A reporter for the Gazette contacted Harvey Foulkes, the druggist mentioned in the Cincinnati newspaper. He acknowledges knowing the young lady from Terre Haute but refused to divulge her name, pointing out that it was a custom among ethical druggists to withhold information about customers.

He remembered selling her the salve and said that she was an orphan boarding with “an estimable family” in Terre Haute.

The Cincinnati police department finally notified the Terre Haute police department in writing that the runaway girl’s real name was Hazel Haddon and that she resided at 612 Eagle St. in Terre Haute with “an old lady” named Mrs. Amelia A. Smith.

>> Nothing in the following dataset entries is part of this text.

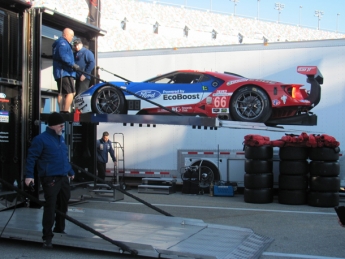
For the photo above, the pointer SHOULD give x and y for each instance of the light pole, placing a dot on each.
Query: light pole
(279, 7)
(235, 3)
(318, 14)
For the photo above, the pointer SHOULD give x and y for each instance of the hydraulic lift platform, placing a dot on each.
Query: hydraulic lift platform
(154, 236)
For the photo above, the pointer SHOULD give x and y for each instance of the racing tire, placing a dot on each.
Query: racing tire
(251, 104)
(292, 197)
(324, 184)
(258, 152)
(293, 182)
(108, 100)
(323, 199)
(258, 166)
(258, 195)
(293, 153)
(324, 154)
(324, 168)
(258, 181)
(290, 167)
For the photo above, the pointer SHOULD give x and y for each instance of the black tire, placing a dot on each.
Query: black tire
(258, 166)
(209, 173)
(324, 168)
(323, 199)
(324, 154)
(293, 153)
(293, 182)
(324, 184)
(292, 197)
(258, 195)
(108, 100)
(260, 152)
(250, 103)
(293, 167)
(258, 181)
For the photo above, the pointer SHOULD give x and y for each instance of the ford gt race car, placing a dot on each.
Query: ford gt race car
(225, 95)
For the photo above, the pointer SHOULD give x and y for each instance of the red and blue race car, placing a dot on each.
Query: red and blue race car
(225, 95)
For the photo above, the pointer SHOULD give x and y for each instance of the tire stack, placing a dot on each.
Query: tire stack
(258, 179)
(293, 175)
(324, 182)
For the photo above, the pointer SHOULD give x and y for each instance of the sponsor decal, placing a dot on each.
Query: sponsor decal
(180, 97)
(283, 98)
(173, 91)
(275, 102)
(148, 94)
(79, 100)
(236, 81)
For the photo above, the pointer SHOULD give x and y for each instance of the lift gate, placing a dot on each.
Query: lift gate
(151, 235)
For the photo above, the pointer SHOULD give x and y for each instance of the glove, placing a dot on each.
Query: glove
(75, 67)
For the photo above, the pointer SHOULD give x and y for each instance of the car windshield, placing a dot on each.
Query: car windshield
(179, 78)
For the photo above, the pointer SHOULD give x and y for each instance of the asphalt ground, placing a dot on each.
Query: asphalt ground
(298, 231)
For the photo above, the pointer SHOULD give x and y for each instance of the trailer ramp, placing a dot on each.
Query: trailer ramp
(151, 235)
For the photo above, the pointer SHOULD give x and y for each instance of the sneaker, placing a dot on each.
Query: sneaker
(47, 244)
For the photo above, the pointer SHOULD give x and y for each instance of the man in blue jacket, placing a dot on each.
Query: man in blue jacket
(104, 147)
(63, 69)
(48, 152)
(85, 59)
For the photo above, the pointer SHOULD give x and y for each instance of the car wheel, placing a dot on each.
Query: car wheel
(250, 104)
(108, 100)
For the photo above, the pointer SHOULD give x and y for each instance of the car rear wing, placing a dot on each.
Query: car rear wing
(311, 72)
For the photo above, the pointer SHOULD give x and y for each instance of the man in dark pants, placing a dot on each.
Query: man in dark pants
(104, 147)
(49, 152)
(85, 59)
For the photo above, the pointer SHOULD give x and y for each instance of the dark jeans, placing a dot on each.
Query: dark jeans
(56, 193)
(101, 167)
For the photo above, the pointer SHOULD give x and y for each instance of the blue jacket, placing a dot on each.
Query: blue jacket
(85, 59)
(102, 155)
(49, 151)
(63, 59)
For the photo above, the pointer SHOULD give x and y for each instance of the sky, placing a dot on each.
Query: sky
(295, 12)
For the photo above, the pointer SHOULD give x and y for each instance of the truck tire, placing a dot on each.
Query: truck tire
(292, 197)
(251, 104)
(323, 199)
(258, 166)
(324, 184)
(258, 195)
(293, 167)
(324, 168)
(258, 181)
(324, 154)
(293, 182)
(259, 152)
(293, 153)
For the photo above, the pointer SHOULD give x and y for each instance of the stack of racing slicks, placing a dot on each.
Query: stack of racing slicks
(308, 167)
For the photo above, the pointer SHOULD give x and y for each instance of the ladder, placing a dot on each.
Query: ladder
(119, 168)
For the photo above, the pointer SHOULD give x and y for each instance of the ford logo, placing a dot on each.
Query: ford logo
(148, 94)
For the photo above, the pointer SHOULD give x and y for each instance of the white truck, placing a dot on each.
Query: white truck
(165, 150)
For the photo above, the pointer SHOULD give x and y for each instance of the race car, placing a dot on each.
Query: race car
(227, 96)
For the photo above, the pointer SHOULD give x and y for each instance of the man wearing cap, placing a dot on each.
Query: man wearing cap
(48, 152)
(85, 59)
(64, 69)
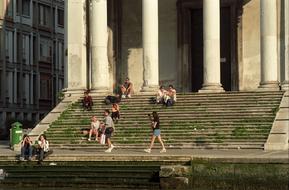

According to Col. Philip H. Deitsch, chief of the Cincinnati police department, Miss Haddon had been in Terre Haute for about one year and had been taking music lessons for two weeks. Her deceased father was a stock and race horse dealer.

She had moved to Mrs. Smith’s house about two weeks before Christmas. She had “stomach trouble” and had been as patient at the Terre Haute Sanitarium for a few weeks before moving in with Mrs. Smith.

Mrs. Bertha Kibble, matron at the sanitarium, said the girl paid promptly for her treatments.

It later was revealed that her guardian was a man named Harmon, who lived in Harrisburg. Ill.

Though he rarely, if ever, visited her since she had been living in Terre Haute, he did send her money by mail.

The final disposition of the Hazel Haddon case is unknown.